Panel discussion with invited filmmakers exploring the new languages for technology by Russel Hlongwane, Dilman Dila & Danae Tapia

Screenshot of three people on a video call with text that reads 'thinking the digital through the indigenous'

This panel discussion between Russel Hlongwane, Dilman Dila and Danae Tapia offered an alternative to the assumption that technology is a western invention; whilst problematising ‘tech tools’ through different lenses and practices. Together they unpacked how artists films propose new languages to imagine technology, beyond hardware and software.

About the artists

Russel Hlongwane

Russel Hlongwane is a cultural producer and creative industries consultant based in Durban, South Africa. His work obsesses over the tensions in Heritage/ Modernity and Culture/Tradition as it applies to black life. His practice includes cultural research, creative producing, design, film and curatorship. He is part of a number of working groups spread across the Southern African Region, the African continent more broadly and internationally. He has shown work in Munich, Marrakech, Maputo, Karlsruhe, Harare, Bristol, Tokyo as well as throughout South Africa.
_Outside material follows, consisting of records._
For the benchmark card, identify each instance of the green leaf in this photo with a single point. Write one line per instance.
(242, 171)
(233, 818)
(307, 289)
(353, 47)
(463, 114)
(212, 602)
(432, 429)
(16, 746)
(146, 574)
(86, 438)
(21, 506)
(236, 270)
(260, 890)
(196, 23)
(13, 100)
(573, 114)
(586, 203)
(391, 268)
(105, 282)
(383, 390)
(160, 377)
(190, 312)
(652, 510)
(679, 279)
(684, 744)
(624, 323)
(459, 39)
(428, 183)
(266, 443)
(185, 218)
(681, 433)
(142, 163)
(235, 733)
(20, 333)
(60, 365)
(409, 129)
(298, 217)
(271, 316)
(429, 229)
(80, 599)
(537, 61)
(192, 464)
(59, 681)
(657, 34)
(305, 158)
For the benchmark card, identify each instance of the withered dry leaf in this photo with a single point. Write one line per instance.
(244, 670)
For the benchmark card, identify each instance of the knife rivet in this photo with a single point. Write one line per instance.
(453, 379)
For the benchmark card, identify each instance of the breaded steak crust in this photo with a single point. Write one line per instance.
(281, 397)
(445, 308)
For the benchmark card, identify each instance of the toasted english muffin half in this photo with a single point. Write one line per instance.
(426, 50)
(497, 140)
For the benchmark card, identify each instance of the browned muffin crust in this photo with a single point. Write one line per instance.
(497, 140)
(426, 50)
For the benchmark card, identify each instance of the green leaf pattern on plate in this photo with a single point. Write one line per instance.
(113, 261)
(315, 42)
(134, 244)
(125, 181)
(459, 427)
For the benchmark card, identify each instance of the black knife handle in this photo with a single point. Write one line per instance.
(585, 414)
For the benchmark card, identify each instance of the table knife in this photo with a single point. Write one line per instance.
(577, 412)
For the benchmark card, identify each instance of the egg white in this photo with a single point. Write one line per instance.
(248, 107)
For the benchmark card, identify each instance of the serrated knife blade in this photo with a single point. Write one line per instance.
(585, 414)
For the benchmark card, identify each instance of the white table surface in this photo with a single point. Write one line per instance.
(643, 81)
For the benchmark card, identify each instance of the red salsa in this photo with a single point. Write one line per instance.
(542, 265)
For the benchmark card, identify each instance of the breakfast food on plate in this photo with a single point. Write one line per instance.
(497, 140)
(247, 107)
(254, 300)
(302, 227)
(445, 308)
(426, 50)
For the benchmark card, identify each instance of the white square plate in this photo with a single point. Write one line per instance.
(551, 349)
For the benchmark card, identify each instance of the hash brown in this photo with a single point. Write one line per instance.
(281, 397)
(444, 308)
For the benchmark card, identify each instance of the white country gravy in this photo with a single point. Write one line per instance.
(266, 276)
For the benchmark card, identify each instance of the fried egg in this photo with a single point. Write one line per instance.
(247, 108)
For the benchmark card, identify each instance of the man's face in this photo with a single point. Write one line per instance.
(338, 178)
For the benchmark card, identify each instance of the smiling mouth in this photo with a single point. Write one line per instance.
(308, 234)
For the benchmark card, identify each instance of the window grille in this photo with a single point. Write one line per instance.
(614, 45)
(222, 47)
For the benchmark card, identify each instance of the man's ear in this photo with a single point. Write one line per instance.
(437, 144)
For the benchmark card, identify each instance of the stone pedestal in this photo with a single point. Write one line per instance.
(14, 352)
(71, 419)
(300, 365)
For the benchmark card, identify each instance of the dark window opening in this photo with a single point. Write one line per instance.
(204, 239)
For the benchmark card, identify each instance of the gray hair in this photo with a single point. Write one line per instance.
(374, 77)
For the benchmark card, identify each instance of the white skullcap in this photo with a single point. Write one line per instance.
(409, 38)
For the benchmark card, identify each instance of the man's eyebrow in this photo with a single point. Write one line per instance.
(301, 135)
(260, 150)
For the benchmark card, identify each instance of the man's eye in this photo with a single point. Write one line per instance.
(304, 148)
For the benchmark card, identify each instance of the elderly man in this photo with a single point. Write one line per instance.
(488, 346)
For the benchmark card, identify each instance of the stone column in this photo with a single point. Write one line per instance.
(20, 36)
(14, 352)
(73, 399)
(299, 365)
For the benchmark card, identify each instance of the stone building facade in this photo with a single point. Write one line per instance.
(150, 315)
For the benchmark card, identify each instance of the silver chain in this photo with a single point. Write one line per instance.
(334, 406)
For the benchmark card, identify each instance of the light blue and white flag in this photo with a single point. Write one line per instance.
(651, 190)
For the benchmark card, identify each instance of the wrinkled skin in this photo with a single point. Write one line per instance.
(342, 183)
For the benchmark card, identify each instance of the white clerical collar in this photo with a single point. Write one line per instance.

Russel will be in conversation with:

Dilman Dila

Dilman Dila, author of a critically acclaimed collection of short stories, A Killing in the Sun. Dilman has been shortlisted for the Commonwealth Short Story Prize (2013) and for the Nommo Awards for Best Novella (2017), and long listed for the BBC International Radio Playwriting Competition (2014), among other accolades. His short fiction have featured in several anthologies, and his films include What Happened in Room 13 (2007) and The Felistas Fable (2013), which was nominated for Best First Feature by a Director at AMAA (2014).

Danae Tapia

Danae Tapia is a writer, multimedia artist and technologist born in the Chilean working class. She is a 2022-2024 resident artist at the Rijksakademie in Amsterdam and a researcher and lecturer of Hacking at the Willem de Kooning Academy in Rotterdam.